Happy International Sir Francis Galton Day
By Steve Sailer
02/17/2013
To complement the growing annual celebration of International Darwin Day on Charles Darwin’s birthday of February 12, I’m introducing International Galton Day on Francis Galton’s birthday of February 16.
Galton was of course a Victorian polymath whose inventions include the silent dog whistle, the weather map you see on TV every evening, and the practical use of fingerprints in crime-fighting. (Others had the notion before Galton of using fingerprints in detection, but had been stymied by how to retrieve matching fingerprints from filing cases full of them.)
Galton was also a giant in the history of statistics. U. of Chicago professor Stephen M. Stigler published in 2010 in the Journal of the Royal Statistical Society
On September 10th, 1885, Francis Galton ushered in a new era of Statistical Enlightenment with an address to the British Association for the Advancement of Science in Aberdeen.
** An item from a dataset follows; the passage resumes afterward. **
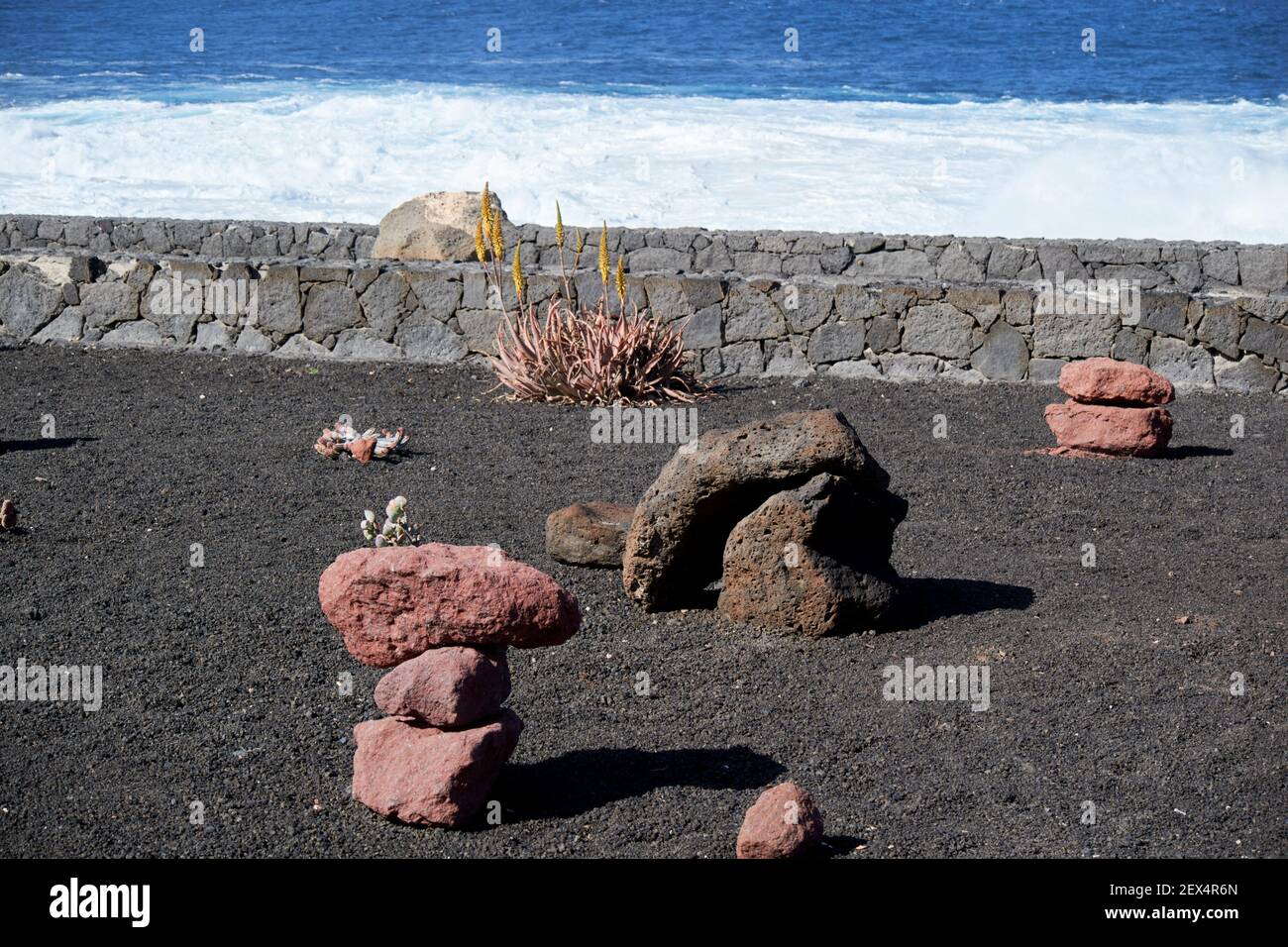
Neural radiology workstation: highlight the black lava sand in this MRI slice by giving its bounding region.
[0,349,1288,857]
In the process of solving a puzzle that had lain dormant in Darwin’s Origin of Species, Galton introduced multivariate analysis and paved the way towards modern Bayesian statistics. The background to this work is recounted, including the recognition of a failed attempt by Galton in 1877 as providing the first use of a rejection sampling algorithm for the simulation of a posterior distribution, and the first appearance of a proper Bayesian analysis for the normal distribution.
Stigler periodically gives a talk entitled “The Five Most Consequential Ideas in the History of Statistics.” From the Harvard Gazette:
On Monday (Sept. 29), [Stigler] stayed in town to address about 50 students and professors in a crowded third-floor classroom in the Science Center. Stigler’s talk, in professional terms, was inflammatory: “The Five Most Consequential Ideas in the History of Statistics.” …
The first idea was to combine observations in order to arrive at a simple mean. This “ species of averaging,” said Stigler, found expression in 1635, through the work of English curate and astronomer Henry Gellibrand.
… The “root-N rule” is the second consequential idea, said Stigler. That’s the notion, first articulated in 1730, that the accuracy of your conclusions increases relative to the rate you accumulate observations. Specifically, to double that accuracy, you have to increase the number of observations fourfold.
Third on the list is the idea of “the hypothesis test,” the statistical notion that mathematical tests can determine the probability of an outcome. This idea (though not the sophisticated math now associated with it) was in place by 1248, said Stigler, when the London Mint began periodically to test its product for composition and weight.
The fourth and fifth consequential ideas in statistics both had the same source, said Stigler — an 1869 book by Victorian polymath Francis Galton. “Hereditary Genius” was a mathematical examination of how talent is inheritable.
Galton discovered through a study of biographical compilations that a “level of eminence” within populations is steady over time and over various disciplines (law, medicine). Of the one in 4,000 people who made it into such a compilation, one-tenth had a close relative on the same list.
This led to what Stigler called the fourth consequential idea: the innovative notion that statistics can be evaluated in terms of internal measurements of variability — the percentiles of bell curves (in statistics terms, “normal distribution”) that in 1869 Galton started to employ as scales for talent.
The fifth idea was based upon an empirical finding. In a series of studies between 1869 and 1889, Galton was the first to observe the phenomenon of regression toward the mean.
Essentially, the idea posits that in most realistic situations over time — Galton studied familial height variations, for example — the most extreme observed values tend to “regress” toward the center, or mean.
If he could extend his list of consequential ideas in statistics, Stigler said he would include random sampling, statistical design, the graphical display of data, chi-squared distribution, and modern computation and simulation.